Fondamentale è la circolazione dei contenuti e l’accesso ad essi. Il pensiero va subito alle biblioteche, tradizionali e virtuali (un contributo all’innovazione, nei decenni scorsi, è stato dato dal progetto del Servizio Bibliotecario Nazionale, Sbn, del Ministero dei Beni culturali), con la loro capacità di sollecitare nei giovani la curiosità e soddisfare le attese degli adulti. Al tempo stesso, continuano ad avere un’importanza strategica le librerie e le altre forme distributive del libro.
La lettura non è esercizio alternativo all’uso degli strumenti della modernità e dell’innovazione. Il suo valore rimane inalterato nei diversi supporti che oggi sono disponibili ai cittadini, e particolarmente ai giovani. La lettura genera sapere condiviso, passioni, produce comunità: nostro compito è far diventare le conoscenza una rete attiva.
Si tratta di una sfida cruciale.
La Giornata mondiale del libro pone a tema anche il diritto d’autore, che rischia di essere esso stesso aggredito e sminuito dallo sviluppo delle reti e dalla moltiplicazione delle piattaforme informative e di comunicazione. Il riconoscimento della creatività dell’autore è parte di quella trasmissione dei valori, e di quello stimolo alla crescita e alla cultura, di cui abbiamo parlato. Il legislatore interno e quello europeo sono chiamati alla vigilanza e all’aggiornamento necessari per non disperdere patrimoni di cui tutti possiamo beneficiare.
Permettetemi, ora, un saluto affettuoso alle due studentesse che hanno declamato, in lingue diverse, una poesia cinese.
”Divertendomi” è il titolo di questi versi.

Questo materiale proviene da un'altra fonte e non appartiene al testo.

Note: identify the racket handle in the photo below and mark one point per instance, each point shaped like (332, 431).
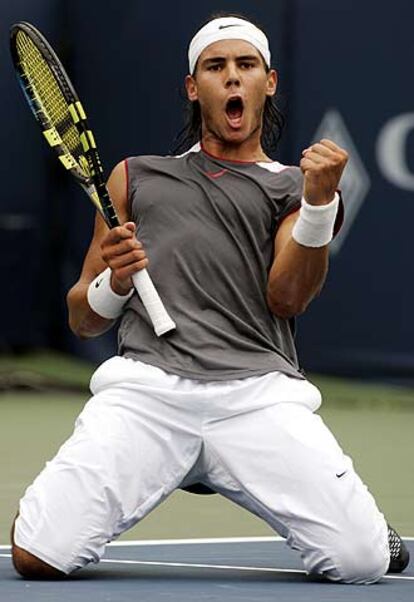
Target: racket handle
(151, 300)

Divertendoci possiamo crescere, allargare il nostro cuore e la nostra mente, abbracciare realtà che sarebbero state irraggiungibili anche soltanto ai nostri padri. Dobbiamo andare incontro al futuro tenendoci per mano, non chiudendoci nella solitudine o nell’egoismo. Leggere, lo abbiamo detto, è aprirsi. Conoscere le lingue, impadronirsi ancora di più, attraverso esse, di culture di altri popoli, è aprirsi ancora di più. E’ questo, cari giovani, il futuro di cui dovete diventare protagonisti e non solo spettatori.
L’Unesco ha dedicato il 23 aprile alla Giornata del libro perché in quella data, nel 1616, morirono tre grandissimi scrittori. Uno di questi è Miguel de Cervantes, l’ideatore di don Chisciotte, maschera grottesca ma al tempo stesso simbolo di un passaggio d’epoca. L’arcaico mondo cavalleresco che don Chisciotte si ostinava a interpretare non c’era più, era finito per sempre. Tuttavia, il suo radicato senso di giustizia e la sua utopia costituivano uno sguardo critico sulle debolezze di una modernità che si era ormai affermata.

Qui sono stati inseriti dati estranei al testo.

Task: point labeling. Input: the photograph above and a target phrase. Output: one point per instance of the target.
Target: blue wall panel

Cari giovani, il tempo che ci sta alle spalle non tornerà. Non saranno i nostalgici del passato a fare la storia. Si apre anche davanti a noi un’epoca nuova. Ma in questa nuova stagione dobbiamo saper portare quei tesori, quei desideri, quelle speranze che possono aiutarci a diventare artefici della nostra vita e costruttori di una società migliore.
Buon lavoro a tutti. E buone letture.
l’intervento integrale del Presidente della Repubblica Mattarella in vista della Giornata Mondiale del libro e del diritto d’autore in programma il 23 aprile
(tratto da www.quirinale.it)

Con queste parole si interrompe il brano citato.